Über die Autorin Gisa Pauly
„„Gisa Pauly hängte nach zwanzig Jahren den Lehrerberuf an den Nagel und veröffentlichte 1994 das Buch »Mir langt’s – eine Lehrerin steigt aus«. Seitdem lebt sie als freie Schriftstellerin, Journalistin und Drehbuchautorin in Münster, ihre Ferien verbringt sie am liebsten auf Sylt oder in Italien. Ihre turbulenten Sylt-Krimis um die temperamentvolle Mamma Carlotta erobern regelmäßig die SPIEGEL-Bestsellerliste, genauso wie ihre erfolgreichen Italien-Romane. Gisa Pauly wurde mehrfach ausgezeichnet, darunter mit dem Satirepreis der Stadt Boppard und der Goldenen Kamera des SWR für das Drehbuch »Déjàvu«.“(Autorenbiografie)

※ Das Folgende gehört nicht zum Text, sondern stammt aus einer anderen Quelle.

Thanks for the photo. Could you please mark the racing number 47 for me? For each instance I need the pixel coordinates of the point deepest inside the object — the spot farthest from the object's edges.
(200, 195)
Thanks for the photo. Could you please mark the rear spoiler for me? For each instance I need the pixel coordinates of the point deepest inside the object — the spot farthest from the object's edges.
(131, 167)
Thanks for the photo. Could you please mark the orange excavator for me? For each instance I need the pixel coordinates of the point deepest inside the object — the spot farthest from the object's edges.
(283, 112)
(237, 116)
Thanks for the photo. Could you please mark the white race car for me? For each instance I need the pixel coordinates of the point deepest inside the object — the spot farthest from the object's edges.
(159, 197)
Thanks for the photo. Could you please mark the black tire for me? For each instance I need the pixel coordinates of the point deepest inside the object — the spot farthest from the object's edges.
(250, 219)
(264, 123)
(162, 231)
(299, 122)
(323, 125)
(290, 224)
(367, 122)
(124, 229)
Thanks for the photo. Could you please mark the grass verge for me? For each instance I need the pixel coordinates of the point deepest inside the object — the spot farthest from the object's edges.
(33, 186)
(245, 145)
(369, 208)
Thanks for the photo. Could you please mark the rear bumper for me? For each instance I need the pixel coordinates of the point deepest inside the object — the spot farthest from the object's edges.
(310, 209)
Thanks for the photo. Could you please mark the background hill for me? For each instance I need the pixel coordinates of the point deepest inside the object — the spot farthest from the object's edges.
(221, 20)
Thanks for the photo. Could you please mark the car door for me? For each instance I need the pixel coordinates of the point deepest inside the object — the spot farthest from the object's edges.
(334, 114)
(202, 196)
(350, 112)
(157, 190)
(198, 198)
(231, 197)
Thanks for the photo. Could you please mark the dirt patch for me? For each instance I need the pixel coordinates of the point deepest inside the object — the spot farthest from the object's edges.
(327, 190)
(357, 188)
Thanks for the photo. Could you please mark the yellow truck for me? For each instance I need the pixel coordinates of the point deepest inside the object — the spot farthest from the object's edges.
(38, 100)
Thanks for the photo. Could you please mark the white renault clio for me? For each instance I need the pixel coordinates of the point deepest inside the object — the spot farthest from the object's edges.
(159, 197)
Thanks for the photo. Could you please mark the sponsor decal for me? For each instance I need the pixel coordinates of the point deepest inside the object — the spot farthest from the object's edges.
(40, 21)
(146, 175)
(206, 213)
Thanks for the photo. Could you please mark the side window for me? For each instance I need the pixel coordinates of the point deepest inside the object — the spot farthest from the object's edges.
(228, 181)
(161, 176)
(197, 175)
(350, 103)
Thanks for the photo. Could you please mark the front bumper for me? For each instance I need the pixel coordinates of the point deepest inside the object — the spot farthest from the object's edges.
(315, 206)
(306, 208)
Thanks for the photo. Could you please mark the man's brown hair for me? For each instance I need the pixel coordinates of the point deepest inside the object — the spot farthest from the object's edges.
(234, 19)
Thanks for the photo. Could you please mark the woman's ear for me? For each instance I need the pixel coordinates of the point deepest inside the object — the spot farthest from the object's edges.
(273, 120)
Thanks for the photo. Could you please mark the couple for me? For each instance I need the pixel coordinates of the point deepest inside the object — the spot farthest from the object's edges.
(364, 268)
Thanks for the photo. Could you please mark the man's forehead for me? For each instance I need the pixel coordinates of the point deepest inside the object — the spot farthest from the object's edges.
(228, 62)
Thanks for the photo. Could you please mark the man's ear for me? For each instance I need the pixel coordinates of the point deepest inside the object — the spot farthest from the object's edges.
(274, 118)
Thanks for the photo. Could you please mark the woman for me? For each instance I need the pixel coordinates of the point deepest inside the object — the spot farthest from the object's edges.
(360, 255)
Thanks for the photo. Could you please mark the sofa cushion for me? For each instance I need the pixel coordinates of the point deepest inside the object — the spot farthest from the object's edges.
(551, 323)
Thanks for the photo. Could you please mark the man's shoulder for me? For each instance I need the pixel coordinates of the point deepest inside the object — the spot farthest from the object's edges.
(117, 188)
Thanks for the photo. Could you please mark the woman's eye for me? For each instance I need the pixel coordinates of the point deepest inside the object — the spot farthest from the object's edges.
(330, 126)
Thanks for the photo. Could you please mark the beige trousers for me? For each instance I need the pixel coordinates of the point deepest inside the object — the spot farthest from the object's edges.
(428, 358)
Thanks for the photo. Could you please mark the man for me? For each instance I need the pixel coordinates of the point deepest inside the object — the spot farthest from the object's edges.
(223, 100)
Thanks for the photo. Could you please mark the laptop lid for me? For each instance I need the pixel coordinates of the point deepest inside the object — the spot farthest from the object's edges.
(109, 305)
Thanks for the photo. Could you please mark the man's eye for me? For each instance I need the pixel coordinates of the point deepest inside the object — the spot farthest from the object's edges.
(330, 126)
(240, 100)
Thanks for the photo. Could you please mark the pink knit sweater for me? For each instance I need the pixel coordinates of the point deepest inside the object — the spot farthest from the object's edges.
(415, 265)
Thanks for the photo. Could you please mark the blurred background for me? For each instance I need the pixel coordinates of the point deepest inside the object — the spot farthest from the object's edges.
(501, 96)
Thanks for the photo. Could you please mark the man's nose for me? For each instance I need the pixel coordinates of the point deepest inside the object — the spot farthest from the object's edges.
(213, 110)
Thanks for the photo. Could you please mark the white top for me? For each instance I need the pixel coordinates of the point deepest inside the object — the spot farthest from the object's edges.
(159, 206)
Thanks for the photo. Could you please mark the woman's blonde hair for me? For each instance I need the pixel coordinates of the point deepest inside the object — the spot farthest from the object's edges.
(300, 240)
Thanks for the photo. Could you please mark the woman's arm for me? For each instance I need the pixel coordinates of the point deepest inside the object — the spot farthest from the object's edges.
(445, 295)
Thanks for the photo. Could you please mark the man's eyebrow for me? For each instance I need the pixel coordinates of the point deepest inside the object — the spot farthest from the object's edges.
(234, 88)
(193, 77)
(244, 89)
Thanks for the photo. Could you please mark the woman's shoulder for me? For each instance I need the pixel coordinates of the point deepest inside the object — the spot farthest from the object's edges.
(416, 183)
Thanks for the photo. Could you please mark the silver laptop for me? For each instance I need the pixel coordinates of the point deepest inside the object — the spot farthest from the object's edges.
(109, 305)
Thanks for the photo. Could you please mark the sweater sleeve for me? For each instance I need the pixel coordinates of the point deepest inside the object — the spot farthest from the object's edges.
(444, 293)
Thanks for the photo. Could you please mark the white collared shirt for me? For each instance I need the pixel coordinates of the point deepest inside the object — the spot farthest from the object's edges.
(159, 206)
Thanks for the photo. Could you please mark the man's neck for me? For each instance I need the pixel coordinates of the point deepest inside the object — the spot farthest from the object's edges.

Fazit zu „Sturmflut – Mamma Carlotta ermittelt – Ein Sylt-Krimi“
„Sturmflut“ ist anders als die vorangegangenen Fälle, ohne dass ich die Unterschiede direkt in Worte fassen könnte. Vielmehr scheint es so, als dass sich die Geschichte fülliger darstellt, es mehr Verwicklungen und noch tiefere Charaktere gibt. Dies ist einerseits eine Umstellung für all jene, die bereits die vorangegangenen Teile der Mamma-Carlotta-Reihe kennen, andererseits ist es auch eine Einladung dazu, genauer hinzusehen und die einzelnen Figuren zu hinterfragen. Mir persönlich gefiel „Sturmflut“ ausgesprochen gut.